Pervasive corruption in Latin America’s biggest economy threatens to propel another populist to power. Jair Bolsonaro, a brash, misogynistic former army captain, could wreak havoc. Jane Lewis reports.
Brazil has been hit by a political earthquake, says CBS News. The victory of Jair Bolsonaro – a “brash”, far-right former army captain – in the first round of the country’s presidential election at the weekend promises to turn the country on its head. Bolsonaro captured almost 50% of the vote and will face Fernando Haddad of the Workers’ Party in a run-off later this month.
He promises to restore “traditional values” to Brazil – including jailing crooked politicians, giving police “a freer hand to shoot drug traffickers”, and allowing private citizens to carry weapons. The fact that he himself was nearly fatally stabbed while campaigning appears to have only boosted his popularity.
Harnessing social media
Bolsonaro’s supporters call him “Mito”, or “Legend”. But he has inevitably been dubbed “the Trump of the Tropics”. Like Trump, Bolsonaro has capitalised on social media to communicate directly with the public. And his rhetoric “has also shown stark parallels” with the US president. Bolsonaro’s “casual misogyny” (“I would never rape you because you don’t deserve it,” he once told a leftist congresswoman) and his “nostalgia for Brazil’s 1964-85 military rule” have horrified many people in the country, says The Times.
But he has also “galvanised large swathes” of an electorate increasingly disillusioned with a political culture many see as hopelessly corrupt. The “Car Wash” scandal, centring on the former state-owned oil company, Petrobras, has implicated “four former presidents, a third of the lower congressional house and half the senate”. Bolsonaro’s “nemesis” and chief rival, the former president Luiz Inácio Lula da Silva, is currently serving more than 12 years in jail for corruption.

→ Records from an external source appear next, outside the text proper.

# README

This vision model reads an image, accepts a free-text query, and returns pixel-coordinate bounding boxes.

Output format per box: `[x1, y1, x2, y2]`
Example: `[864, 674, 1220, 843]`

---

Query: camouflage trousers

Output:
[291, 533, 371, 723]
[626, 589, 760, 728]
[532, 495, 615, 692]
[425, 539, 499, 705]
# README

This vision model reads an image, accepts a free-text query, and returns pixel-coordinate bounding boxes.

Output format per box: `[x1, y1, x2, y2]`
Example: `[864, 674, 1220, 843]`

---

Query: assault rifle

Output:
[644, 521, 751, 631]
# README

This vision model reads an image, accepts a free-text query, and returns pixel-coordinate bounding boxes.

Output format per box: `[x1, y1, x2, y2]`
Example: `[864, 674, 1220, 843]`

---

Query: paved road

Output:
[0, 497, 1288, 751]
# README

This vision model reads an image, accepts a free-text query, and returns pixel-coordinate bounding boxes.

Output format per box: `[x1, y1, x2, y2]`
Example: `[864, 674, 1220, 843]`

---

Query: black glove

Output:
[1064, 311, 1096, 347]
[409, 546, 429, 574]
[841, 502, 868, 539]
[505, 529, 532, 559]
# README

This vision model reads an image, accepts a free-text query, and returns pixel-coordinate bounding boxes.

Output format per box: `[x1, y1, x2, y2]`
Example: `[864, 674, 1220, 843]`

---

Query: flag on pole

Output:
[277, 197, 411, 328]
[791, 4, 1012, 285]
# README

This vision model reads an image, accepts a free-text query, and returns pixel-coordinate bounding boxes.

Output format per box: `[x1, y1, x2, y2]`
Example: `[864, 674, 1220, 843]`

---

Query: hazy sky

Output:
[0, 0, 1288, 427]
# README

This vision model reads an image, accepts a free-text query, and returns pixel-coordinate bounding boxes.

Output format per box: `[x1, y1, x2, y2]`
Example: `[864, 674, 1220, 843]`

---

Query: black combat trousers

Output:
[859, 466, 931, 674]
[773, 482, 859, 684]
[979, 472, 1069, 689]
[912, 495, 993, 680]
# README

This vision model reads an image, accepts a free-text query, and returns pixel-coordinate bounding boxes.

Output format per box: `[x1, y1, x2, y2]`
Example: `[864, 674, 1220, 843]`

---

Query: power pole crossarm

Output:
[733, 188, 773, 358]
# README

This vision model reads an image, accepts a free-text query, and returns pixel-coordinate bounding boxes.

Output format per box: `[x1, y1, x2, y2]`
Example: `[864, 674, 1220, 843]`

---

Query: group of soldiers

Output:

Bolsonaro, 63, and a father of five, presents himself “as an outsider untouched by the corruption claims”, even though he has served seven terms in congress. “I spent 17 years in the Brazilian army. I know what hierarchy and discipline mean,” he observed last year. “Yet there have long been questions surrounding the myths underlying [his] carefully cultivated image,” says the Financial Times. Born in Glicério in São Paulo in 1955 to working-class parents of Italian descent, Bolsonaro claims to have been galvanised by witnessing a shoot-out between police and the prominent leftist guerrilla, Carlos Lamarca, in 1970.
Murky military career
But friends say his later boasts of helping soldiers “track the guerrilla in the nearby jungle” are “rubbish”. He also seems to have landed himself in trouble several times. He was once accused of “irregular conduct” and of being “unfit to be an officer”.
Despite once observing that a former president “should face a firing squad for privatising state companies”, Bolsonaro these days paints himself as an “economic liberal”. The markets are optimistic, says Citywire. But at what price, asks Gideon Rachman in the FT. Bolsonaro’s rise “is not just a Brazilian soap opera”, it is an event of global significance: “the latest chapter in an unfolding story about the destruction of liberal norms and the rise of populism”.
Until recently, Brazil was seen “as a model of a nation” that had successfully “left the dark days of authoritarianism behind it”. Bolsonaro’s probable elevation to “the growing club of strongman leaders” is further evidence “we are entering a new and darker phase of world history”.